Both the scope and the frequency of such demolitions have increased since the Supreme Court’s decision, which made it much easier for Israeli judges to deny the appeals submitted by the families’ lawyers. And while those appeals, too, were often denied in the past, the legal proceedings went on for years, buying the residents time to remain in their villages and organize their community struggle.
Masafer Yatta is part of Area C, a designation under the Oslo Accords, which covers 61 percent of the West Bank and is under full Israeli military and civil control. Out of the hundreds of requests for building permits the army received between 2000 and 2020, it has denied over 99 percent of requests in Area C, according to data provided by the Israeli NGO Bimkom—Planners for Planning Rights.

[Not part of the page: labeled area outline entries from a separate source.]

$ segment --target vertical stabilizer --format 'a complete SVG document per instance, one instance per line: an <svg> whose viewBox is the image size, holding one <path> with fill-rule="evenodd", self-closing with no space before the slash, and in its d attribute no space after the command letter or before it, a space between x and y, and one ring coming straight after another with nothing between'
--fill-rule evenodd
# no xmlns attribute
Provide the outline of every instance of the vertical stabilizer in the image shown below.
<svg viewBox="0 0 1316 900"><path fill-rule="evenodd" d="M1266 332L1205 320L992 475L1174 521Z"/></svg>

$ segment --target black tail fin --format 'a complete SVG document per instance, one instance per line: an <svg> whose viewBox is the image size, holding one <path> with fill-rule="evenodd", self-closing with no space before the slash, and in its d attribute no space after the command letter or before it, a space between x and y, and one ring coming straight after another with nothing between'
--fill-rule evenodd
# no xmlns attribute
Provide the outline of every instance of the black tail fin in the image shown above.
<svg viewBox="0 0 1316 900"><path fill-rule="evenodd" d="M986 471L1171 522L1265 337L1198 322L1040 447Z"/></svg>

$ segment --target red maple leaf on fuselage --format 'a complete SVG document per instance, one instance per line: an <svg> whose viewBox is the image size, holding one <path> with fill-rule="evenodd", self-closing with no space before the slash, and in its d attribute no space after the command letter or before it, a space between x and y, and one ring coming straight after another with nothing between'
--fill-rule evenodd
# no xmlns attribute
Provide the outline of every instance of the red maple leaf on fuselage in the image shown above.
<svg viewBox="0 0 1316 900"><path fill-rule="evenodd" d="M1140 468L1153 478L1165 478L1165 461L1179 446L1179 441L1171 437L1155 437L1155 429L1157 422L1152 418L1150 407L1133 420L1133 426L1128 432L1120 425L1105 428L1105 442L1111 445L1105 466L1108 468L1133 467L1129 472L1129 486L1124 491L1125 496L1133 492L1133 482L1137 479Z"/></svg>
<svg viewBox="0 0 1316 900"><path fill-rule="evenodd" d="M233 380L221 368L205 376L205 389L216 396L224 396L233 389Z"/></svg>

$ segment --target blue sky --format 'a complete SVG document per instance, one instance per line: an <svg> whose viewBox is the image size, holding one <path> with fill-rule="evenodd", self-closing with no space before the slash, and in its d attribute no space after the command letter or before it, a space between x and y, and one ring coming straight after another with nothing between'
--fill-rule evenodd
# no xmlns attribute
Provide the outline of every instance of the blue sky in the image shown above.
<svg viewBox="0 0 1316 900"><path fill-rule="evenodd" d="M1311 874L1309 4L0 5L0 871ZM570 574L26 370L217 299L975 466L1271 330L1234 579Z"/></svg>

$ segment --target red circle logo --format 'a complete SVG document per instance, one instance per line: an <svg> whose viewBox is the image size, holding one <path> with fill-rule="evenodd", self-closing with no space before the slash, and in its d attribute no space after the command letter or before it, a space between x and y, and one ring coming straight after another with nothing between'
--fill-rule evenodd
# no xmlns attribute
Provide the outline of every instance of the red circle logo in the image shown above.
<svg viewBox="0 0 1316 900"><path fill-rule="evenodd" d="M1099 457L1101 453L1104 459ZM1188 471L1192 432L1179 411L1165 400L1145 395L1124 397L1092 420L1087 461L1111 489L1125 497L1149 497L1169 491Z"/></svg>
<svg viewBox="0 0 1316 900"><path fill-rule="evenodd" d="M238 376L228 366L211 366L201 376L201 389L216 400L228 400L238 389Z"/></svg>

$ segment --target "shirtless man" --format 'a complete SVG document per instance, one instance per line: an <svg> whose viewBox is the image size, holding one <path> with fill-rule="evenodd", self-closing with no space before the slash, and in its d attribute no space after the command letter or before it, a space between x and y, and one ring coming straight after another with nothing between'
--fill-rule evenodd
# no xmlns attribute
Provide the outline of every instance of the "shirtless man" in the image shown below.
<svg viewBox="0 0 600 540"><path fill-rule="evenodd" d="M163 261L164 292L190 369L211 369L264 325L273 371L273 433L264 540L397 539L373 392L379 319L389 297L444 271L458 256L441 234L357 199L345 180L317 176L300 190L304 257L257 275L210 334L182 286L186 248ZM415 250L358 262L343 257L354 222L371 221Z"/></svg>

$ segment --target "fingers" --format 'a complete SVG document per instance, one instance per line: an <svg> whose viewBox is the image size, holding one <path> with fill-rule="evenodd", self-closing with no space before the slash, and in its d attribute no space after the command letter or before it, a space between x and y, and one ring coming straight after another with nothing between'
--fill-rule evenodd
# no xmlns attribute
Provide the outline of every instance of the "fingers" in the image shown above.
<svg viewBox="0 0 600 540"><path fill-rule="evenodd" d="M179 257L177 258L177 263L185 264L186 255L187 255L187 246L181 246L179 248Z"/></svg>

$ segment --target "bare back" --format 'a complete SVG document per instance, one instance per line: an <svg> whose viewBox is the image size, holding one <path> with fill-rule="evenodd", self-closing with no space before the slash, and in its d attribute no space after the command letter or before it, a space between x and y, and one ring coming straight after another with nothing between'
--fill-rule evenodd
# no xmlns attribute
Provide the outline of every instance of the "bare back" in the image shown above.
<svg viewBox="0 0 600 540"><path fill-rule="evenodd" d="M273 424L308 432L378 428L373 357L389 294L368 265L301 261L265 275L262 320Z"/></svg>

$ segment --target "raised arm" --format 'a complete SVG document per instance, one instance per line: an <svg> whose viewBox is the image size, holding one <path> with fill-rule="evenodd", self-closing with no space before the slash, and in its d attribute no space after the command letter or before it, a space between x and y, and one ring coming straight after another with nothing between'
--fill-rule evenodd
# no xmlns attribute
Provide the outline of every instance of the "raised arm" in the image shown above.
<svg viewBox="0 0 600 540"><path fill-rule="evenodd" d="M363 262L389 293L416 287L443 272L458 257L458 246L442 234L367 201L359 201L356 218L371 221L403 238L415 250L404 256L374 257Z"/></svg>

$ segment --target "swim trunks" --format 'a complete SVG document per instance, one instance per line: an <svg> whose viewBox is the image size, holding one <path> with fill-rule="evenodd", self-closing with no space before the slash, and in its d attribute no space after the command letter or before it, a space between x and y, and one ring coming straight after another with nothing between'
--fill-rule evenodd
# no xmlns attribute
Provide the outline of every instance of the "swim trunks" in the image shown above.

In the 15 months since the Supreme Court ruling, the army has imposed a curfew on Jinba, the village where Nidal was born. Soldiers built two checkpoints next to the village: At one, there is a black tent; at the other, a tank. Both are used to detain residents, to confiscate their vehicles, and to block visitors from entering the village.
The court’s ruling in May “cut us off from the other villages,” Nidal said. “Every time we want to leave, to visit our family members, to go shopping, the soldiers detain us for at least two hours. That’s the best case-scenario. One time, they held me up for seven hours.”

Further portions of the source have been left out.